De: "John Vandenberg"
<jayvdb(a)gmail.com>
A: "discussion list for Wikisource, the free library"
<wikisource-l(a)lists.wikimedia.org>
Objet: Re: [Wikisource-l] Changing the Wikisource main page
Date: Sun, 14 Sep 2008 06:03:36 +1000
A Chinese "word" has more meaning than a
Spanish "word". I dont have
the numbers, but the word "word" is not the same in all languages.
This makes words a very complex statistic.
--
John
_______________________________________________
Wikisource-l mailing list
Wikisource-l(a)lists.wikimedia.org
https://lists.wikimedia.org/mailman/listinfo/wikisource-l
I may have found a very simple solution : if we agree that a chinese sign is a word as we
understand "word", than we have to found how many sign there are. I made a test,
and found that a chinese sign is 3 octets. The very same statistics tells us that the
average number of octets of an article on the chinese wikisource is 1957. So, there are
1957/3 = 652.3 words. The statistics counts (on may 31, 2008) 29084 articles for the
chinese wikisource, and 652.3*29084 gives 18.9M words for total.

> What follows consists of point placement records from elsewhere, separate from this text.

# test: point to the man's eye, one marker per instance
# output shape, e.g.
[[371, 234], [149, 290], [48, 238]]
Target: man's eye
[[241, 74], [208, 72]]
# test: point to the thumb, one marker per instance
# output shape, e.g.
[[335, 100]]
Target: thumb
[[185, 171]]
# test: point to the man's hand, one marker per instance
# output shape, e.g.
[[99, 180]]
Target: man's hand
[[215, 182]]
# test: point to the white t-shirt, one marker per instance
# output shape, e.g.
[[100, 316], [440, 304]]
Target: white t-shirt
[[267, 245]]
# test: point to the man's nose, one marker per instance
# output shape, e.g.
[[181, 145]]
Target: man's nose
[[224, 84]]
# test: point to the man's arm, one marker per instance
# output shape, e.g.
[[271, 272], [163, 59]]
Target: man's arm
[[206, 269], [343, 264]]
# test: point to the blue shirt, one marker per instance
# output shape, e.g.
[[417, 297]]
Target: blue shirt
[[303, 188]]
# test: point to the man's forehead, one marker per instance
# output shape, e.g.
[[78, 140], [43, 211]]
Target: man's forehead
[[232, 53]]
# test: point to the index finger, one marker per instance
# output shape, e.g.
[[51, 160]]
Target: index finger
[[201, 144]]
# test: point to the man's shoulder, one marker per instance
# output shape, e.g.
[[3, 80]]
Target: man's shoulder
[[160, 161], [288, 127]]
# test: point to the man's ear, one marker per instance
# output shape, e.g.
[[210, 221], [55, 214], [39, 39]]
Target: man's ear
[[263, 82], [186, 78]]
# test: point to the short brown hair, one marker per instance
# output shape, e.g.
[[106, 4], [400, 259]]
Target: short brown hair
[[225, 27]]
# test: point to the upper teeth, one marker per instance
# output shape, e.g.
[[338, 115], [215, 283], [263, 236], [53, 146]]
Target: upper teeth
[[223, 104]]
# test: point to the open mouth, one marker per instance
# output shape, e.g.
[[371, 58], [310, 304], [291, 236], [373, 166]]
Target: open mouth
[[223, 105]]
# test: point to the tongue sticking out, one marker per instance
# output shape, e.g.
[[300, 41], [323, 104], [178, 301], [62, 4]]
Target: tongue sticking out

The only question remaining is : why the statistics page presents 29.3M as the number of
words for the chinese wikisource ? Is that the number of "groups of letters" ?
Anyway, if we accept the figures, we would have : 1. English : 211M words - 2. French :
125M - 3. Spanish : 41.8M - 4. Russian : 22.2M - 5. Chinese : 18.9M - 6. Polish : 18.2M -
7. Portuguese : 15.5M - 8. Deutsch : 14.4M - 9. Italian : 12.0M - 10. Arabic : 10.6M.